Thursday, May 9, 2013

Revisiting Umpire Discrimination: New Paper at JSE

Two colleagues (Scott Tainsky and Jason Winfree) and I have a new paper just posted online at the Journal of Sports Economics.  We revisit the findings of Parsons et al. from 2011 (though, the working version of their paper caught press much earlier than this).  The paper was rather controversial and claimed important influences of umpires on game outcomes based on race.

Our paper uses a different data set and looks to replicate the findings from the original AER paper.  We were able to replicate the original findings from their provided data and code, but find odd uses of fixed effects are at the root of some of the findings.  A large majority of the paper looks at the robustness of the results, and implements Pitch F/X data to empirically derive the edge of the strike zone.  At best, the results initially presented in AER are mixed based on our analysis and re-analysis.

One thing to note is that the main interest of the Parsons et al. paper was not baseball.  The point was that detecting discrimination could be influenced by others that impact the performance of those of a given race (i.e. umpires in this context).  This point is still well taken, and makes up the most important contribution.  In fact, this is why the paper was published in the prestigious journal American Economic Review.

The link directly to the paper and abstract are below.  Unfortunately it is gated.  However, I am going to double-check my rights for including a link on my personal page (usually OK, but journals can sometimes be a pain on this issue).  If you have access, feel free to send along questions or comments to my email address or leave them in the comments.  Please make these comments and/or criticism constructive.


  2. "Indeed, from 2004-2008, there were only around
    2,550 pitches thrown by Black pitchers requiring the judgment of Black umpires."

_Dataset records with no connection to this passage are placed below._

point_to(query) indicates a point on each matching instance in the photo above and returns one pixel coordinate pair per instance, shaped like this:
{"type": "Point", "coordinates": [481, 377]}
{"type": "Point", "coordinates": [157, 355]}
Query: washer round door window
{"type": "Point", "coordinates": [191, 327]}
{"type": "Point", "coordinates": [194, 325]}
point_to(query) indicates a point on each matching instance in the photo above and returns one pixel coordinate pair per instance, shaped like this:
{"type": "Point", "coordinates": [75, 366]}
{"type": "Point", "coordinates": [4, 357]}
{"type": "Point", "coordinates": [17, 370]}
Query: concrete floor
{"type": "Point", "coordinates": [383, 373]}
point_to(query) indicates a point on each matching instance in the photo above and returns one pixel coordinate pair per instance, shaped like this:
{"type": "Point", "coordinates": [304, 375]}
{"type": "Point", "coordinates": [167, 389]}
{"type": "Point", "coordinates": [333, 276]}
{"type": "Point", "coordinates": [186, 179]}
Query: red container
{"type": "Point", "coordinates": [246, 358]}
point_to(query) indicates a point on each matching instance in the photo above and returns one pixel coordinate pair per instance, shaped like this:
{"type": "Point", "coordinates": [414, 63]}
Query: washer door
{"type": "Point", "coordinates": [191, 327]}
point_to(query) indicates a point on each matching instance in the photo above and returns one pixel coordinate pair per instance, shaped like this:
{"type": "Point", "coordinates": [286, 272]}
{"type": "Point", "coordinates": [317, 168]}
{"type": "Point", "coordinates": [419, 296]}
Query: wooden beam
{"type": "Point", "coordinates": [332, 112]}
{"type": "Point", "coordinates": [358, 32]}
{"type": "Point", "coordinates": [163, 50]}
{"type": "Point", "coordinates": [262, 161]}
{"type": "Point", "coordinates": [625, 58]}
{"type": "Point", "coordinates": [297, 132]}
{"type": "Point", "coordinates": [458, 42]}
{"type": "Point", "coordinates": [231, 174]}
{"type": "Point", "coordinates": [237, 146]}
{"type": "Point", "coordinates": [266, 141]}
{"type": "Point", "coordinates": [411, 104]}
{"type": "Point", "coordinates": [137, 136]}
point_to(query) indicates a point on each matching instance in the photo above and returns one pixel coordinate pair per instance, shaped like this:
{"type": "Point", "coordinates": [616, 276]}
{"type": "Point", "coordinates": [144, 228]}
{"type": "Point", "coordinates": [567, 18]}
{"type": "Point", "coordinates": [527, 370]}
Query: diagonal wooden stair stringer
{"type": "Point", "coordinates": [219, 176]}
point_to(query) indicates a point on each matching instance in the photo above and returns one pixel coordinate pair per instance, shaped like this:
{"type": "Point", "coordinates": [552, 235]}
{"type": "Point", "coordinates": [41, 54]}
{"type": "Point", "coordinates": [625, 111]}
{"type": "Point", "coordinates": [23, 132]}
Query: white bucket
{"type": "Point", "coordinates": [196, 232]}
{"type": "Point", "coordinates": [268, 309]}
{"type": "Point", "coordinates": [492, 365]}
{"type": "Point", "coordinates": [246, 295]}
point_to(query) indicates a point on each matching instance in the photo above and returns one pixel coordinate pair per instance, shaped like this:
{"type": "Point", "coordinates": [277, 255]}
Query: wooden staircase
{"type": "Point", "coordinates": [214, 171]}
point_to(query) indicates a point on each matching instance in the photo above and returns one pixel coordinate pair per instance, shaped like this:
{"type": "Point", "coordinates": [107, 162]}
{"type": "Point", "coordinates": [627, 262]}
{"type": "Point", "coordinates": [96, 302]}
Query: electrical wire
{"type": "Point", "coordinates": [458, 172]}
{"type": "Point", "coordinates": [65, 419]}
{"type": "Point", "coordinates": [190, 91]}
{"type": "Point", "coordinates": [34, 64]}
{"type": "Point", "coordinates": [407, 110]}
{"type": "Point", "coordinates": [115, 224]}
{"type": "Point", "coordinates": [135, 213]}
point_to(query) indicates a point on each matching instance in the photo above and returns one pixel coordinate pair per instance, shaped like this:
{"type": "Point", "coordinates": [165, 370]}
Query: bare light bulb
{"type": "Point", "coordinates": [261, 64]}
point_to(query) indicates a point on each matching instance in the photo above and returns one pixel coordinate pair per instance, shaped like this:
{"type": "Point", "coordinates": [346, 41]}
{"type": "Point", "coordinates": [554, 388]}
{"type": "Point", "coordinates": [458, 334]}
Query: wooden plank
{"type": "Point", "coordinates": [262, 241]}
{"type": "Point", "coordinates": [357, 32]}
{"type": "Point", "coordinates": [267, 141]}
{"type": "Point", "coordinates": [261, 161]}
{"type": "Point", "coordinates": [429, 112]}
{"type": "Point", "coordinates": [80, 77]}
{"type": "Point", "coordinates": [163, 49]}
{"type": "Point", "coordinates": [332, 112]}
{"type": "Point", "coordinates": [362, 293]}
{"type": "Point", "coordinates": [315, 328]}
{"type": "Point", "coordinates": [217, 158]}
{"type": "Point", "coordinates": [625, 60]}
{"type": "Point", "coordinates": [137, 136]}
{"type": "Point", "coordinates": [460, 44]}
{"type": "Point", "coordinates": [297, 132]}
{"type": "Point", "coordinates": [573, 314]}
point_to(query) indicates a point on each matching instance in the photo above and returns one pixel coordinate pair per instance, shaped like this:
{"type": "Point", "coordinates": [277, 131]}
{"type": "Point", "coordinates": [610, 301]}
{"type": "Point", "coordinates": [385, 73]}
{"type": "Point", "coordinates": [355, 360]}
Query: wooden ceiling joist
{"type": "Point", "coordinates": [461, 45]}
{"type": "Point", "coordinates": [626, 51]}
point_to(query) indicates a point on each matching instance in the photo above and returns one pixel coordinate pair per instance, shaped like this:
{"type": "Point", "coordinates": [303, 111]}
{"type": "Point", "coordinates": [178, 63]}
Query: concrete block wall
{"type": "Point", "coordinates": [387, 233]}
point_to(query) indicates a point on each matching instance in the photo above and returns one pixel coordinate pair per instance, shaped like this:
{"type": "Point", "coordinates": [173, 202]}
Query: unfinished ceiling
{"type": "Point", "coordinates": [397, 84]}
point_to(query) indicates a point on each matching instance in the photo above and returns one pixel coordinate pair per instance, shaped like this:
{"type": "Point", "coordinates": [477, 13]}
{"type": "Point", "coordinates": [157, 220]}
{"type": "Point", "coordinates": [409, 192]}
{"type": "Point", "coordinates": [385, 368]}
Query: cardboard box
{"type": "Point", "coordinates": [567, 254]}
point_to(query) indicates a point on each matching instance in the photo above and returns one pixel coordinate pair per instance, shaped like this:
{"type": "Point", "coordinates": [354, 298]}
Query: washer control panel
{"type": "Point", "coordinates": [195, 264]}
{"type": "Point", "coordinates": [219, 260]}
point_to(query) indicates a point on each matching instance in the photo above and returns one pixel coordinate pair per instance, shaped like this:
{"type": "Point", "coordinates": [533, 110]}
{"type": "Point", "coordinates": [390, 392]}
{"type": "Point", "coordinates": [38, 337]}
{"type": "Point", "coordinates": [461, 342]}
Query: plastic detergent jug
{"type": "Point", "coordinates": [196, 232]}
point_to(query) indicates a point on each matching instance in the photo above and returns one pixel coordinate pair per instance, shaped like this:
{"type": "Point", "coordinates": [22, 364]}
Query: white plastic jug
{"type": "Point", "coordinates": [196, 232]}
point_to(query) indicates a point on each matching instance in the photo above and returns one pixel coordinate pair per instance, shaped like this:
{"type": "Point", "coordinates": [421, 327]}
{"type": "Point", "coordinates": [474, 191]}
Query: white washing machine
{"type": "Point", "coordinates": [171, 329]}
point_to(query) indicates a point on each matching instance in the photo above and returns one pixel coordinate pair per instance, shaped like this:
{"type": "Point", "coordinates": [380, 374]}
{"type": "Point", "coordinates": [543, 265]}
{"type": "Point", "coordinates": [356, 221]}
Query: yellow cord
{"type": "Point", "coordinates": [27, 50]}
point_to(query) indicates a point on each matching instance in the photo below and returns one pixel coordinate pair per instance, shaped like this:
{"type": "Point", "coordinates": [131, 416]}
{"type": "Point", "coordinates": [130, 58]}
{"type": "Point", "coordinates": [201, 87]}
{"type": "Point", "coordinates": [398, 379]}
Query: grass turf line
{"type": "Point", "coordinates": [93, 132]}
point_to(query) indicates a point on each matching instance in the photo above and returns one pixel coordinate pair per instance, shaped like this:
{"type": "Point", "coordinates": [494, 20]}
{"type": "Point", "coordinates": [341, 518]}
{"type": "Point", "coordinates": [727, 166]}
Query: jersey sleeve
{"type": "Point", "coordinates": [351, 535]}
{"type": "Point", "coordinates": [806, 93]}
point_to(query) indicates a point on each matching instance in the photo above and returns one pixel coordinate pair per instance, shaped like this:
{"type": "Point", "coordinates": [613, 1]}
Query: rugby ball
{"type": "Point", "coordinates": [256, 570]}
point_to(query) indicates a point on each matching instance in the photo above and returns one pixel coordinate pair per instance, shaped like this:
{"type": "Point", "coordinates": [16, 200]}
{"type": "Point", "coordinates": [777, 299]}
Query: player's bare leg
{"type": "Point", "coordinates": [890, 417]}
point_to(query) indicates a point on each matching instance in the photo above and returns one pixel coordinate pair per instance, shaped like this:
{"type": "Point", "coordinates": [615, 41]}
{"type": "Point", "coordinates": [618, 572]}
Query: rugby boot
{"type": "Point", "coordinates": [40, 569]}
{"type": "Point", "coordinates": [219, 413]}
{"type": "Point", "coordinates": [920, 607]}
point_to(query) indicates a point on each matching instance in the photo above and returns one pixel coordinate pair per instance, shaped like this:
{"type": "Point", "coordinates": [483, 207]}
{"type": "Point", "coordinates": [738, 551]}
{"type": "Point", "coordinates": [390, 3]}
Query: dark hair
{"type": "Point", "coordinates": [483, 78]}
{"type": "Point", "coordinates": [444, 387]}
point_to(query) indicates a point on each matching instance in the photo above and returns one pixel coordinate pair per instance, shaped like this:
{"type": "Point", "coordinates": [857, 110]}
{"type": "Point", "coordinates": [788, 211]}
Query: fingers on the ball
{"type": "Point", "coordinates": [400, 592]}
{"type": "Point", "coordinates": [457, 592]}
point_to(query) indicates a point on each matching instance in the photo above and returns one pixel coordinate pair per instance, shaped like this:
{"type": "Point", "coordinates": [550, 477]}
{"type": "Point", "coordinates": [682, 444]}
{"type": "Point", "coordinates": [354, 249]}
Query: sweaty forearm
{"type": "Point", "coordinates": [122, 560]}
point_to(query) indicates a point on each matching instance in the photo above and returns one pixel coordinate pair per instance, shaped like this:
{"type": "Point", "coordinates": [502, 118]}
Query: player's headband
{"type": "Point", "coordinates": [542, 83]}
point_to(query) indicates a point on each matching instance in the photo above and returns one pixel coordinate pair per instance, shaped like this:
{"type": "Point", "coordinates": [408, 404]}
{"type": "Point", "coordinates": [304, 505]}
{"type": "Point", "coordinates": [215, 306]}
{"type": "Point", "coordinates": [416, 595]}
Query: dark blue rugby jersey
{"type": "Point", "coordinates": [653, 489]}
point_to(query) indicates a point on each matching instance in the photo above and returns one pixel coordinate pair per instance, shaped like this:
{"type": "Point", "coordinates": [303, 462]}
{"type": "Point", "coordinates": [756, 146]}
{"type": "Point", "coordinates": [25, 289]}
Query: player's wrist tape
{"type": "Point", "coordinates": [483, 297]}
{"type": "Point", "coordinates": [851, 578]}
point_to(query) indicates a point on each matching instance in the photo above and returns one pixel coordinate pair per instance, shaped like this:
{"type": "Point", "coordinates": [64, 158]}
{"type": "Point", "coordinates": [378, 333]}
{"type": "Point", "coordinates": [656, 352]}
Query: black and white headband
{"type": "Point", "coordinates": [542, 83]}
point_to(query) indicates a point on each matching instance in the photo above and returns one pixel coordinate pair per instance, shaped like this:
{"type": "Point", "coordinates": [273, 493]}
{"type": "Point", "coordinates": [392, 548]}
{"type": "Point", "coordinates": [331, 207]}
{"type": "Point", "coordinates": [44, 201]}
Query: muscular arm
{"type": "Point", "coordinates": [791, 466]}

    So whatever difference you find in this tiny sample must be due to racial bias, right? The entire premise of this type of study is flawed. The data is simply not there to draw generalizations about the behavior of groups of humans when "groups" contain 7-8 individuals. I.e., even if you had found a difference, there would have been no valid conclusion to draw other than the fact that those 7-8 people seemed to have some kind of bias. Sorry to vent, but this really frustrates me that people (whether the orig. authors or your group) fail to answer the basic question, "Do I have sufficient data to perform this study?" before performing it.

  3. Anon,

    This is precisely the point we are making in the paper: previous work made these inferences, and we argue that for such strong accusations, one needs a wealth of data and further inspection. We speak to the robustness of both our own results and that of Parsons et al.

    Please do read the entire paper and accompanying appendices (are the appendices available to you? If not let me know, as these are an important portion of the paper).